Daily News: AHF Celebrates 15 Years of Saving Lives in South Africa

In South Africa by AHF

AHF’s Terri Ford with Thembisile Mkhize, one of the heroes who was among the first 100 to receive treatment at an AHF clinic in uMlazi, the pioneers of free antiretroviral treatment in KwaZulu-Natal.  Picture: Motshwari Mofokeng

Original article title: “Aids clinic celebrates 15 years of saving lives” 

Published by Daily News/Independent Online | April 15, 2016

Durban – The first clinic to give free antiretroviral treatment in KwaZulu-Natal will celebrate 15 years of saving lives on Saturday.

This comes as Durban prepares to host the 21st International Aids Conference in July – for the second time.

In 2000, the conference was hosted on African soil for the first time. This was where ­Michael Weinstein, president of the US non-profit organisation Aids Healthcare Foundation (AHF), was approached by HIV/Aids activists who took him to uMlazi, where he saw how desperately antiretroviral treatment was needed.

Out of this meeting, the Thembalabantu Clinic in uMlazi was born, at a time when there was no access to free antiretroviral treatment at ­government healthcare facilities.

The Daily News on Thursday spoke to AHF chief of global advocacy and policy, Terri Ford.

In 2001, she was tasked by Weinstein to travel to Durban in three days, find a location and prepare to open the clinic, initially treating 100 patients.

“The site was not in good condition. There was a funeral parlour on one side and a traditional healer on the other,” recalled Ford.

As an activist, Ford had been among those who had already fought, been arrested, but eventually won the battle for treatment in the US – and faced the challenge again in South Africa.

She was steadfast, overcoming bureaucracy and politicking to open the clinic within three weeks.

“People were dying, but we pushed on because people lived if they got the drugs,” said Ford.

At the time, it cost them $5 000 (about R30 000 in 2001) annually to treat each patient. “We didn’t have a lot of money, but it was such a desperate situation.

“We just had to do it.”

Ford said they started with just three staff members, including nurse Cynthia Luthuli, who still works there.

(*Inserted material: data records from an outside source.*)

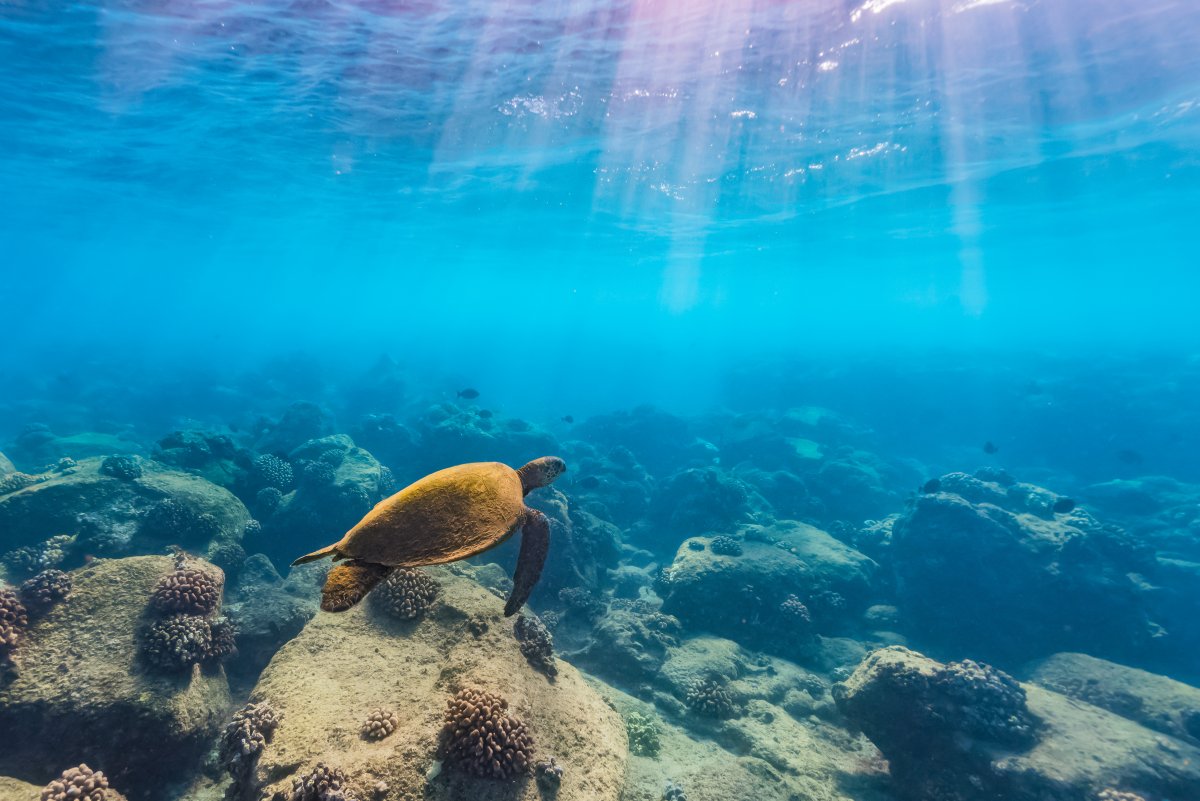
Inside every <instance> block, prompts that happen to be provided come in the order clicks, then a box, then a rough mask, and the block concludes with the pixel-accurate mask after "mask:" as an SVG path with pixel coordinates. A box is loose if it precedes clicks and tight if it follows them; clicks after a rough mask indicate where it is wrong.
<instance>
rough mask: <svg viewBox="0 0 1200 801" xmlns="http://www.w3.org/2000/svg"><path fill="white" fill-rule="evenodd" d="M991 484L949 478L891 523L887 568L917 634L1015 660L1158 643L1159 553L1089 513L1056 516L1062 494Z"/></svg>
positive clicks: (1063, 512)
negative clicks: (918, 632)
mask: <svg viewBox="0 0 1200 801" xmlns="http://www.w3.org/2000/svg"><path fill="white" fill-rule="evenodd" d="M989 477H990V478H994V480H983V478H977V477H972V476H967V475H965V474H949V475H947V476H942V478H941V480H940V487H938V489H937V492H934V493H929V494H923V495H920V496H919V498H917V499H916V501H914V502H913V505H912V506H911V507H910V508H908V511H907V512H906V513H905V514H902V516H901V517H900V518H899V519H896V520H895V523H894V524H893V526H892V532H890V542H889V544H888V546H887V555H886V558H883V556H881V559H886V561H887V562H888V564H889V566H890V568H892V572H893V574H894V578H895V586H896V597H898V601H899V602H898V604H896V606H899V608H900V613H901V615H902V619H904V621H905V624H906V625H907V627H908V628H911V631H913V632H919V633H920V637H922V638H923V642H926V643H931V644H936V645H944V646H952V648H954V649H955V650H965V651H967V652H971V654H978V655H980V656H983V657H984V658H988V660H994V661H998V662H1009V663H1012V662H1021V661H1026V660H1030V658H1037V657H1039V656H1045V655H1049V654H1052V652H1055V651H1061V650H1064V646H1066V648H1067V649H1078V650H1087V651H1090V652H1093V654H1099V655H1104V656H1116V657H1120V656H1121V655H1128V656H1134V655H1138V652H1139V651H1141V650H1142V649H1146V648H1150V646H1151V644H1152V640H1156V639H1159V636H1162V634H1163V633H1164V630H1163V628H1162V626H1160V625H1158V624H1157V622H1156V621H1154V620H1153V619H1152V616H1151V615H1150V614H1148V612H1150V609H1148V606H1147V600H1148V597H1147V594H1146V589H1147V588H1146V586H1145V582H1144V579H1142V576H1144V574H1145V573H1146V571H1152V570H1154V565H1153V559H1152V555H1151V554H1147V553H1146V552H1145V550H1144V549H1141V548H1140V547H1139V544H1138V543H1136V542H1135V541H1133V540H1132V538H1130V537H1128V536H1127V535H1126V534H1124V532H1123V531H1121V530H1120V529H1116V528H1114V526H1105V525H1103V524H1100V523H1099V522H1098V520H1096V518H1093V517H1092V516H1091V514H1090V513H1088V512H1087V511H1086V510H1084V508H1081V507H1078V506H1074V507H1072V508H1069V511H1064V512H1057V511H1056V508H1066V507H1067V506H1068V504H1060V501H1061V500H1062V499H1061V498H1060V496H1058V495H1056V494H1055V493H1052V492H1049V490H1045V489H1042V488H1039V487H1034V486H1032V484H1021V483H1018V482H1013V481H1012V480H1010V478H1007V477H1004V476H1000V475H995V476H989ZM1153 648H1154V649H1156V650H1163V649H1170V648H1171V643H1169V642H1168V643H1154V644H1153Z"/></svg>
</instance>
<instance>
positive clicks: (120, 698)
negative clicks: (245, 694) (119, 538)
mask: <svg viewBox="0 0 1200 801" xmlns="http://www.w3.org/2000/svg"><path fill="white" fill-rule="evenodd" d="M173 570H174V562H173V560H172V559H169V558H166V556H134V558H128V559H119V560H101V561H97V562H95V564H92V565H91V566H89V567H85V568H83V570H80V571H77V572H74V573H73V574H72V579H73V589H72V591H71V594H70V595H68V596H67V597H66V598H65V600H64V601H62V602H60V603H59V604H56V606H55V607H54V608H53V609H50V610H49V612H48V613H47V614H46V616H44V618H41V619H38V620H35V621H34V622H32V624H31V625H30V627H29V628H28V631H26V632H25V636H24V638H23V639H22V642H20V646H19V649H18V650H17V651H16V652H14V654H13V657H12V658H13V666H12V669H11V670H8V671H7V673H6V674H5V675H4V677H2V680H0V731H4V733H5V734H6V736H5V747H4V748H0V771H4V772H5V773H11V775H14V776H18V777H20V778H25V779H31V781H43V779H44V781H49V778H53V777H56V776H58V775H59V773H60V772H61V771H62V770H64V766H65V765H74V764H78V763H88V764H89V765H91V766H92V767H95V769H97V770H102V771H103V772H104V773H106V775H107V776H108V777H109V779H110V781H112V782H113V784H114V787H118V788H121V789H122V790H125V791H126V793H128V794H130V795H131V797H152V796H154V794H155V788H156V787H158V785H160V783H162V782H176V781H179V779H180V778H181V777H184V776H186V773H187V771H188V770H190V769H191V767H192V766H193V764H194V763H196V761H197V760H198V758H199V757H200V755H202V754H203V752H204V751H205V749H206V748H208V743H209V741H210V739H211V737H212V736H214V735H215V733H216V731H217V729H218V728H220V724H221V722H222V716H223V713H224V710H226V709H227V706H228V705H229V703H230V699H229V691H228V685H227V682H226V679H224V674H223V673H222V671H221V669H220V668H212V669H210V670H208V671H202V670H200V669H199V668H194V669H193V670H191V671H187V673H184V674H176V675H163V674H158V673H151V671H145V670H144V669H143V666H140V664H139V662H138V658H137V652H138V648H137V632H138V630H139V628H140V626H142V625H143V624H144V622H145V620H148V615H149V614H150V613H149V601H150V596H151V594H152V592H154V590H155V586H156V584H157V583H158V580H160V579H162V578H163V577H164V576H167V574H168V573H170V572H172V571H173ZM10 734H11V735H12V736H8V735H10Z"/></svg>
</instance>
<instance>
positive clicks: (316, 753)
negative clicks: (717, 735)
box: [252, 570, 626, 801]
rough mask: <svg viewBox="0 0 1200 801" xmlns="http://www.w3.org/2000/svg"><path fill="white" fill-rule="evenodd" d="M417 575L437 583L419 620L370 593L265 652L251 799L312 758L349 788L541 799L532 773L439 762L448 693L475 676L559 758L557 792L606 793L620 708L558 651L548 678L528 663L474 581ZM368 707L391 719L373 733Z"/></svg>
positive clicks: (568, 793)
mask: <svg viewBox="0 0 1200 801" xmlns="http://www.w3.org/2000/svg"><path fill="white" fill-rule="evenodd" d="M430 573H431V574H432V576H436V577H437V579H438V582H440V584H442V594H440V598H439V603H438V604H437V606H436V607H434V608H433V609H431V610H430V613H427V614H426V615H425V616H422V618H421V619H419V620H415V621H396V620H392V619H389V618H388V616H385V615H383V614H380V613H379V612H378V610H376V609H374V604H370V603H364V604H360V606H358V607H355V608H354V609H350V610H349V612H346V613H341V614H336V615H334V614H329V613H318V615H317V616H316V618H314V619H313V620H312V621H310V622H308V625H307V626H306V627H305V630H304V632H301V634H300V636H299V637H296V638H295V639H294V640H292V642H290V643H288V644H287V645H284V646H283V649H281V650H280V652H278V654H276V655H275V658H274V660H272V661H271V663H270V664H269V666H268V668H266V669H265V670H264V671H263V675H262V676H260V679H259V682H258V685H257V686H256V687H254V691H253V694H252V698H253V699H254V700H258V701H265V703H268V704H270V705H271V706H272V707H274V709H275V710H276V711H277V712H278V713H280V715H282V723H281V724H280V727H278V729H277V730H276V731H275V735H274V739H272V740H271V742H270V743H269V745H268V746H266V748H265V749H264V751H263V754H262V757H260V758H259V761H258V766H257V779H258V782H259V783H260V784H262V785H263V788H262V791H260V795H262V797H266V799H270V797H272V795H274V794H276V793H283V794H284V796H282V797H286V794H287V793H289V791H290V789H292V783H293V779H294V778H300V777H302V776H305V775H306V773H308V772H310V771H311V770H312V769H313V767H314V766H316V765H317V764H318V763H324V764H325V765H328V766H330V767H336V769H338V770H342V771H344V773H346V776H347V778H348V782H349V785H350V788H352V790H353V791H354V793H355V794H356V797H360V799H370V797H373V795H372V794H373V790H374V788H376V787H377V785H379V784H380V783H384V784H386V787H388V797H396V799H409V797H412V799H418V797H424V799H427V800H430V801H450V800H456V799H472V800H473V801H476V800H478V801H487V800H492V799H494V800H499V799H504V800H505V801H517V800H526V801H534V800H536V799H541V797H542V796H541V795H540V793H539V788H538V784H536V782H535V781H534V777H533V776H532V775H526V776H522V777H520V778H517V779H514V781H497V779H490V778H476V777H474V776H469V775H467V773H466V772H464V771H462V770H460V769H458V767H457V766H456V765H454V764H452V763H446V764H444V765H443V764H442V763H440V761H439V755H438V745H439V736H440V731H442V725H443V715H444V712H445V710H446V704H448V701H449V700H450V698H451V697H452V695H454V694H455V693H457V692H458V691H460V689H462V688H467V687H478V688H481V689H485V691H487V692H491V693H496V694H498V695H502V697H503V698H504V699H505V700H506V701H508V703H509V707H508V715H510V716H511V717H514V718H517V719H520V721H521V722H522V723H524V725H526V727H527V728H528V730H529V733H530V735H532V737H533V741H534V752H535V757H534V759H535V761H536V760H544V759H548V758H550V757H551V755H553V757H554V758H556V760H557V763H558V765H560V766H563V767H564V770H565V773H564V776H563V778H562V784H560V787H559V789H558V794H557V799H558V801H584V800H586V801H617V799H618V797H619V793H620V787H622V781H623V777H624V770H625V760H626V742H625V728H624V724H623V723H622V721H620V718H619V717H618V716H617V715H616V713H614V712H613V711H612V710H611V709H610V707H608V706H606V705H605V704H604V701H601V700H600V698H599V697H598V695H596V694H595V693H594V692H593V691H592V689H590V688H589V687H588V686H587V685H586V683H584V681H583V680H582V679H581V676H580V674H578V673H577V671H576V670H575V669H574V668H571V667H570V666H568V664H564V663H559V664H558V666H557V667H558V675H557V676H556V677H554V679H553V680H551V679H548V677H547V676H545V675H542V674H541V673H539V671H536V670H535V669H534V668H533V667H530V666H529V663H528V662H527V661H526V657H524V656H522V654H521V650H520V644H518V643H517V640H516V639H515V637H514V634H512V621H511V620H509V619H504V618H503V616H502V615H500V608H499V606H498V604H497V603H496V598H494V596H492V595H491V594H490V592H487V590H485V589H482V588H480V586H479V585H476V584H475V583H473V582H470V580H469V579H464V578H461V577H456V576H452V574H450V573H449V572H448V571H444V570H437V571H430ZM374 709H388V710H391V711H394V712H395V713H396V718H397V721H398V727H397V729H396V730H395V731H394V733H391V734H390V735H389V736H388V737H386V739H384V740H380V741H370V740H366V739H364V737H362V736H361V735H360V730H361V725H362V721H365V719H366V718H367V716H368V715H370V713H371V712H372V710H374ZM254 797H258V796H254Z"/></svg>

The expectant queues of people did not materialise, ­because of the stigma and negativity about treatment – that it was toxic and more detrimental than the virus.

Among those who had the courage to start treatment at Thembalabantu – which means people’s hope – was Thembisile Mkhize of uMlazi.

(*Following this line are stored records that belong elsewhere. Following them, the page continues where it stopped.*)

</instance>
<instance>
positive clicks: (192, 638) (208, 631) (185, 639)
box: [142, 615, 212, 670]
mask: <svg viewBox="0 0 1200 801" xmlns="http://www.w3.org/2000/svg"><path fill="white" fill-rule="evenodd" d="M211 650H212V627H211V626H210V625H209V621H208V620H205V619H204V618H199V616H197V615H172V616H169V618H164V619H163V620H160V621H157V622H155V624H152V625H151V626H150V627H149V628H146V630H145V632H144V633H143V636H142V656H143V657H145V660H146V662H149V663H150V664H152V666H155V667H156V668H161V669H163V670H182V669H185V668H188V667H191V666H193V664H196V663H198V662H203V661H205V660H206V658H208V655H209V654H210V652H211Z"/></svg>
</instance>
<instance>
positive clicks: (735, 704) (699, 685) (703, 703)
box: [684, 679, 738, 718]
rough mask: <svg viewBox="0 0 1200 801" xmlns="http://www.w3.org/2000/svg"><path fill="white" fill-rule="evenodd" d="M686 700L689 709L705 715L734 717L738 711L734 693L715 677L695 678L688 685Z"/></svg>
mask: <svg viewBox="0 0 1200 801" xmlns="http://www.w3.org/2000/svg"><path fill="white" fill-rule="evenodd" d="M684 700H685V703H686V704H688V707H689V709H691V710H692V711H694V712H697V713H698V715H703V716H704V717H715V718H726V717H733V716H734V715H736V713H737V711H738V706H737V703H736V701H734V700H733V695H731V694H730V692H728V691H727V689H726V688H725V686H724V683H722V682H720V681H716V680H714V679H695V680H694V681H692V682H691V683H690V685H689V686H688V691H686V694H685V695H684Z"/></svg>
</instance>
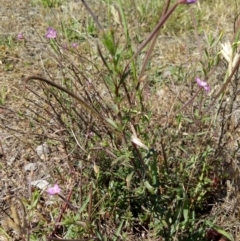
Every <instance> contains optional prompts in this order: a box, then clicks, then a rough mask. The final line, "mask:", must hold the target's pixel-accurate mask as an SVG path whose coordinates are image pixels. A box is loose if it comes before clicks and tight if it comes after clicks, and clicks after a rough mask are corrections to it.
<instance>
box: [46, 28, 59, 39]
mask: <svg viewBox="0 0 240 241" xmlns="http://www.w3.org/2000/svg"><path fill="white" fill-rule="evenodd" d="M56 37H57V31H56V30H55V29H53V28H51V27H49V28H48V29H47V34H46V38H53V39H54V38H56Z"/></svg>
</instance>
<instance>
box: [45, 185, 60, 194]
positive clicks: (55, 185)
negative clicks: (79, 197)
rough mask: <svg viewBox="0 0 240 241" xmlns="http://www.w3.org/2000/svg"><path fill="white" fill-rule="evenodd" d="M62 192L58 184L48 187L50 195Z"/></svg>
mask: <svg viewBox="0 0 240 241" xmlns="http://www.w3.org/2000/svg"><path fill="white" fill-rule="evenodd" d="M60 192H61V189H60V187H59V186H58V184H55V185H54V186H53V187H49V188H48V189H47V193H48V194H49V195H55V194H59V193H60Z"/></svg>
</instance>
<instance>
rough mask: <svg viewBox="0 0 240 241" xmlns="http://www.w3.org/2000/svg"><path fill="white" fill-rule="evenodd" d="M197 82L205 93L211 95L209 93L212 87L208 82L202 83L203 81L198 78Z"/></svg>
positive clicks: (204, 81)
mask: <svg viewBox="0 0 240 241" xmlns="http://www.w3.org/2000/svg"><path fill="white" fill-rule="evenodd" d="M196 82H197V84H198V85H199V87H201V88H203V89H205V91H206V92H207V93H209V91H210V86H209V85H208V83H207V82H205V81H202V80H201V79H200V78H198V77H197V78H196Z"/></svg>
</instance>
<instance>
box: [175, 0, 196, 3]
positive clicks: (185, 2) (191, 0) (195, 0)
mask: <svg viewBox="0 0 240 241" xmlns="http://www.w3.org/2000/svg"><path fill="white" fill-rule="evenodd" d="M179 2H180V3H183V4H193V3H196V2H197V0H180V1H179Z"/></svg>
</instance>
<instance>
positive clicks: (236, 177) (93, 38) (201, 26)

“I was patient number 68,” said Mkhize, pounding her chest in a manner denoting pride.

“I would not be alive and speaking to you today if it was not for Thembalabantu. HIV didn’t break my spirit ­(because) the clinic staff made me feel comfortable and spoke to me with respect. Rather than just dishing out pills, they had classes where they explained what the pills were, and why we were taking them,” said Mkhize.

Ford said Mkhize and the other 99 people who “had the courage to take a chance on drugs people were afraid of, even if it meant dying”, were heroes. “They set the example for everybody to overcome their fear and fight to stay alive. They were getting well, and people could see that,” she said.

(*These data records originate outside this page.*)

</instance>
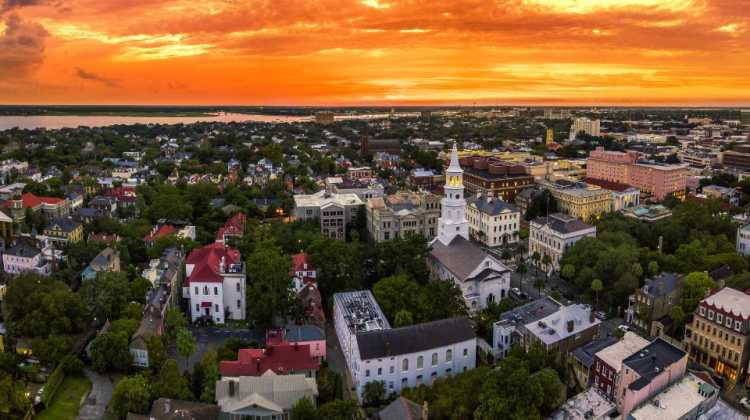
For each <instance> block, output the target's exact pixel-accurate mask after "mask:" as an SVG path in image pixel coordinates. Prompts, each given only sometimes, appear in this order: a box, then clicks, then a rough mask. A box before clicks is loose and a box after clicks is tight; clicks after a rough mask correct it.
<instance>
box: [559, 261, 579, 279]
mask: <svg viewBox="0 0 750 420" xmlns="http://www.w3.org/2000/svg"><path fill="white" fill-rule="evenodd" d="M560 276H561V277H562V278H564V279H565V280H573V278H574V277H575V276H576V267H575V266H574V265H573V264H565V265H564V266H563V268H562V270H561V271H560Z"/></svg>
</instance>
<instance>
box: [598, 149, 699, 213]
mask: <svg viewBox="0 0 750 420" xmlns="http://www.w3.org/2000/svg"><path fill="white" fill-rule="evenodd" d="M687 174H688V169H687V165H682V164H681V165H669V164H660V163H656V162H639V161H638V153H637V152H633V151H629V152H613V151H605V150H604V148H602V147H597V148H596V150H593V151H592V152H591V153H590V154H589V159H588V162H587V166H586V177H587V178H594V179H600V180H604V181H611V182H617V183H620V184H627V185H630V186H632V187H635V188H638V189H639V190H640V191H641V195H642V196H643V195H647V196H649V197H651V198H652V199H654V200H659V201H660V200H663V199H664V198H666V197H667V196H669V195H673V196H675V197H677V198H684V196H685V195H684V194H685V188H686V179H687Z"/></svg>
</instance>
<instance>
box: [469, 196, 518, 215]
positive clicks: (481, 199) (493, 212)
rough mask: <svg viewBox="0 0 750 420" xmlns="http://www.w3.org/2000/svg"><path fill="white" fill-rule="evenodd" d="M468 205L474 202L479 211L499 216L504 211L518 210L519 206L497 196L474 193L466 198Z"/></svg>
mask: <svg viewBox="0 0 750 420" xmlns="http://www.w3.org/2000/svg"><path fill="white" fill-rule="evenodd" d="M466 204H467V205H472V204H474V205H475V206H476V207H477V209H479V211H481V212H482V213H486V214H489V215H492V216H497V215H499V214H500V213H502V212H503V211H506V210H507V211H510V212H517V211H518V208H517V207H516V206H514V205H513V204H510V203H506V202H505V201H503V200H501V199H499V198H497V197H485V196H481V195H474V196H471V197H469V198H468V199H466Z"/></svg>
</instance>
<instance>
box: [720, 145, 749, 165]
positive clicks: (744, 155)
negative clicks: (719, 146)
mask: <svg viewBox="0 0 750 420" xmlns="http://www.w3.org/2000/svg"><path fill="white" fill-rule="evenodd" d="M721 164H722V165H724V166H726V167H729V168H734V169H743V170H745V169H750V145H747V144H743V145H737V146H734V147H733V148H732V149H731V150H725V151H723V152H721Z"/></svg>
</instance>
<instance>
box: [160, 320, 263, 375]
mask: <svg viewBox="0 0 750 420" xmlns="http://www.w3.org/2000/svg"><path fill="white" fill-rule="evenodd" d="M188 329H189V330H190V332H192V333H193V337H195V352H193V354H192V355H191V356H190V358H189V359H188V363H187V365H186V364H185V359H184V358H183V357H182V356H180V355H179V354H177V349H176V348H175V347H174V346H172V347H171V348H169V349H168V353H169V357H173V358H175V360H177V364H178V365H179V367H180V369H182V370H185V367H186V366H187V368H188V369H190V370H192V367H193V366H194V365H195V364H196V363H198V362H200V361H201V359H203V355H205V354H206V353H207V352H208V351H209V350H216V349H218V348H219V347H221V346H222V345H223V344H224V342H225V341H226V340H227V339H228V338H229V337H237V338H241V339H243V340H246V341H256V342H258V344H259V345H261V346H263V345H264V342H265V335H264V334H262V333H260V332H255V331H248V330H230V329H224V328H220V327H196V326H192V325H191V326H190V327H188Z"/></svg>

AHF has since established more clinics around the world, and expanded their testing programme in uMlazi, where they made their first footprint outside the US.

Ford said she was proud of the difference made at Thembalabantu.

“The lessons we learnt in South Africa have made us much better in helping the rest of the world. We are really happy about out relationship with the government, which improved when leadership changed.”

On the eve of the Aids ­conference, AHF will hold a Keep the Promise march at Kingsmead Stadium, in protest against the decrease in funding for HIV/Aids globally.